With Tim’s tasty French Breakfast radishes to keep me company, I sped over the Brooklyn Bridge to the Williamsburg waterfront at North 6th Street where Smorgasburg holds court from 11 am to 6 pm each Saturday. Its hours are a giveaway: come here for lunch, or even an early dinner.
If Kickstarter and Whole Foods had a love child, it might be Smorgasburg. The market is an impressive sandbox for serious food artisans as they grow up: Where cold brew coffee, beef jerky, raw chocolate and kale chips mingle with freshly-shucked oysters, wood-fired pizza and smoked brisket sandwiches.
I was instantly overwhelmed. Fish taco or schnitzel? Ice cream cone or donut? Pizza or grilled cheese? Life is hard when you have food-ADD.
Although it was 12 noon, I decided to start with breakfast. Which meant, locally-made Pop Tarts.
A homemade pop tart is a treat. Spoon fruit-laden jam onto buttery puff pastry. Bake. Ice. Eat. The result bears little resemblance to the Kellogg’s packaged standards, and that’s a good thing.
After breakfast came lunch, and we wasted no time.
I can’t resist a good wood-fired pizza, so I was drawn to the booth with the portable brick oven. In all of six minutes, the following happened:
Ordered a margherita pizza. Dough stretched. Pizza flew into oven. Pizza flew out of oven. EVOO drizzled over piping hot pizza. Pepperoncino dusted over it, too. Lunch is served.
Day two, I woke up hungover. Again. But this time, it was food-induced.
Around noon, I headed down to another corner of town to the New Amsterdam Market, held in front of the former Fulton Street Fish Market on South Street at Peck Slip from 11 am to 4 pm on Sundays. The overpass provides a natural cover – protecting vendors and customers alike from rain and sunshine.

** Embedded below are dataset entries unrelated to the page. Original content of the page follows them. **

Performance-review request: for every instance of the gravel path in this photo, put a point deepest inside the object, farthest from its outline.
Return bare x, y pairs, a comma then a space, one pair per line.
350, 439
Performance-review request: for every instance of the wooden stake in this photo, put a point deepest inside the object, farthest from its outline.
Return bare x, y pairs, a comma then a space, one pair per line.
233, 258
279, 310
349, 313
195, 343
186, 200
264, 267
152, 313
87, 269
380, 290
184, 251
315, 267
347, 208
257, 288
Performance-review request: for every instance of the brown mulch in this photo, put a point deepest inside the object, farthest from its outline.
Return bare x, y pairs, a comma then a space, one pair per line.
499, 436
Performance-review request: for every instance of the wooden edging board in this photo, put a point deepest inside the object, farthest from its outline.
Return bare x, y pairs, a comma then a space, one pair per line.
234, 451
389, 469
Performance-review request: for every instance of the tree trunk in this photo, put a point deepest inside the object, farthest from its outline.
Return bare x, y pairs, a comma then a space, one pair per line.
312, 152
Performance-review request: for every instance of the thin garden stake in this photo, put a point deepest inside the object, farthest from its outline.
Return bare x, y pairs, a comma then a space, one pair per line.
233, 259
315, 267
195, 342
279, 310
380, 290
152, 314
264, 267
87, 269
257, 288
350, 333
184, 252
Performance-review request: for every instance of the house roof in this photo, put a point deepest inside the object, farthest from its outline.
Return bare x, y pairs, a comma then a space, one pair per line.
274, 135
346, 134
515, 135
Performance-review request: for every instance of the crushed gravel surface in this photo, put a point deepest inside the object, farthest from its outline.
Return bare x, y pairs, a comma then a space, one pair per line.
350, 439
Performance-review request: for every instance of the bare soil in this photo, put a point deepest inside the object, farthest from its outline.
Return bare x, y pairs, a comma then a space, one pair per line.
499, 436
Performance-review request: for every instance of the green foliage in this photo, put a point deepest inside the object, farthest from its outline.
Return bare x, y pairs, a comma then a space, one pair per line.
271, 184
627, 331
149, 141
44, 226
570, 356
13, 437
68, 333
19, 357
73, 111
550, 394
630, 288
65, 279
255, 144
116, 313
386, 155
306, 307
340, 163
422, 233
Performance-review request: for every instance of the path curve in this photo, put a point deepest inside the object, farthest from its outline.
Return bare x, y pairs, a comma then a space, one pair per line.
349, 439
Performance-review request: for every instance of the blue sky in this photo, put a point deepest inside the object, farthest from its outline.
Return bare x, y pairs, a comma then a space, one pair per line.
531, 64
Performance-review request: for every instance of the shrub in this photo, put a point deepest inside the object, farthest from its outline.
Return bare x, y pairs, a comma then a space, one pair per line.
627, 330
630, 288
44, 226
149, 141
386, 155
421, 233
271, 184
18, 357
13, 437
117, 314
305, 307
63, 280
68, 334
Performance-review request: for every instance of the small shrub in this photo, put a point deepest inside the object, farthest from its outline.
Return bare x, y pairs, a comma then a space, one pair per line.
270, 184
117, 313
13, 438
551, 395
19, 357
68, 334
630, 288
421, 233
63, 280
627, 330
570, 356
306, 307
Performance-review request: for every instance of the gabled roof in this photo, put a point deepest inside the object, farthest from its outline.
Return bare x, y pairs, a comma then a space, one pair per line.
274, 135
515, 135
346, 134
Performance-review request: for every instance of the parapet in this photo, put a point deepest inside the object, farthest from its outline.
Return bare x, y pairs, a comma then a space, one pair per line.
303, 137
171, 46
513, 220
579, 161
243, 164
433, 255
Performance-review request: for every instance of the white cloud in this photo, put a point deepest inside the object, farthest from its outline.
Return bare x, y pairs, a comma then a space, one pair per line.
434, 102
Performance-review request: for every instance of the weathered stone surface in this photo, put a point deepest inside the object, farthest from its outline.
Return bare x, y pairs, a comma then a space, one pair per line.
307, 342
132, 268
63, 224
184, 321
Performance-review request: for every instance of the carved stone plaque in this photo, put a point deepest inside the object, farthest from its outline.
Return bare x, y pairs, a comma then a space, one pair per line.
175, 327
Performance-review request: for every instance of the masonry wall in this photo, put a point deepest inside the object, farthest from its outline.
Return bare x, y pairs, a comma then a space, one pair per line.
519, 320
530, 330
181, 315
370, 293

While I go to the Greenmarket to pick up ingredients amongst all walks of cooks and Smorgasburg to eat amongst foodies, families, strollers and even dogs, New Amsterdam falls somewhere in between. There’s produce as well as cured meat, fresh fish, jams and freshly-baked bread. Moreover, there’s a sense of building community, with composting and bicycle programs.
Feeling less indulgent after yesterday’s full plate, I skipped breakfast and went straight for lunch.
I can never resist a good lobster roll (yes, there are many foods I can’t resist) so of course I ordered one. In less than five minutes, a buttery crustacean-filled sandwich arrived with claw meat piled high.
The beauty of New Amsterdam Market is that one can eat lunch and forage for dinner all in the same place.
After lunch, I picked up enough produce and meat to make Julia Child proud. After all, I was planning to make beef bourguignon for supper. And with breads made from ale, Chardonnay and all sorts of whole grains, as well as Mexican chocolate and freshly-baked pies, I probably could have picked up enough food for the rest of the week. That is, if I could carry all the bags.
And if I’d wanted to pair the stew with American hard cider, I would have been able to purchase it there, too.
My recommendation, wicked hangover or dire hunger or neither or both? Don’t miss any of these markets if you’re in New York.
If not? Find your local farmers’ market. The trip is worth getting out of bed on a weekend morning to eat a local meal or buy some locally-produced food. The time is ripe.